The potential barrier for the double proton transfer has been evaluated and discussed for the benzoic acid dimer (M.J. Wójcik, K. Szczeponek, M. Boczar). It was found that the energy barrier for the proton tunneling amounts to 6.5 kcal/mole. The normal mode frequencies have been computed including modes coupled to the proton tunneling mode. The two-dimensional model PES predicts monotonic increase of the tunneling splitting with the excitation of the planar modes.

The specific features of the intramolecular proton transfer reactions have been considered in the case of Schiff bases (A. Koll). It was pointed out that the tautomeric forms being in equilibrium in Mannich and Schiff bases are essentially different. Despite of the opinion that the proton transfer forms in systems with internal π-electron coupling are mainly keto forms is was shown that in Schiff bases the content of keto structures is slightly less than zwitterionic one.

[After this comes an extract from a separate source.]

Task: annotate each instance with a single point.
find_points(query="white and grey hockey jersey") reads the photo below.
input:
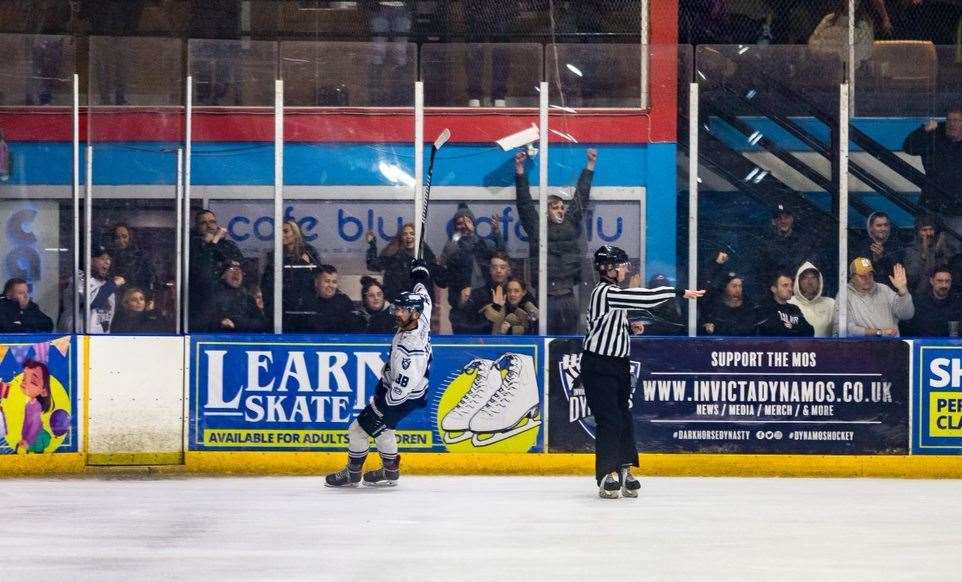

The importance of the proton transfer within the quantum-mechanical tunneling model has been pointed out within the model first-principle calculations of ammonia dissociation on the Si (100) surface (K. Z. Smedarchina and M.Z. Zgierski). This process was investigated by means of the density functional and approximate instanton methods. It was demonstrated that, even at room temperatures, the dissociation process of ammonia is dominated by tunneling mechanism.

Some aspects of the excited state proton transfer have been studied for carbazole (N. Chattopadhyay) giving rise to the dual fluorescence from the two prototropic species. It was found that the relative intensity of the two emissions is sensitive not only to the pH of the medium but also to the microenvironment around the probe.

It seems that the electron density distribution within the hydrogen bond atoms is of essential importance for considerations of the proton transfer reactions. However, the systematic studies of this property are rather scarce in the present literature. Although theoretical studies are numerous, most of them are concentrated on the ground state properties. On the other hand, mainly Mulliken population analysis is usually performed and no comparison with other methods was done so far. It seems that at least in some cases, in excited states the hydrogen atom transfer within the hydrogen bond might be responsible for the tautomeric interconversion reactions (H. Chojnacki).

In general the problem of the proton transfer is as important as complicated and far from the solution and completion. Our papers only touch this problem and point out on its importance in various fields of contemporary science. On the other hand, recent important progress in the development of new theoretical methods and the advent of larger and more powerful computers should enable its application to more complicated systems and the resulting errors for theoretical results should be essentially reduced (Del Bene, J.E.; and Jordan M.J.T. Theochem 2001, 573, 11-23).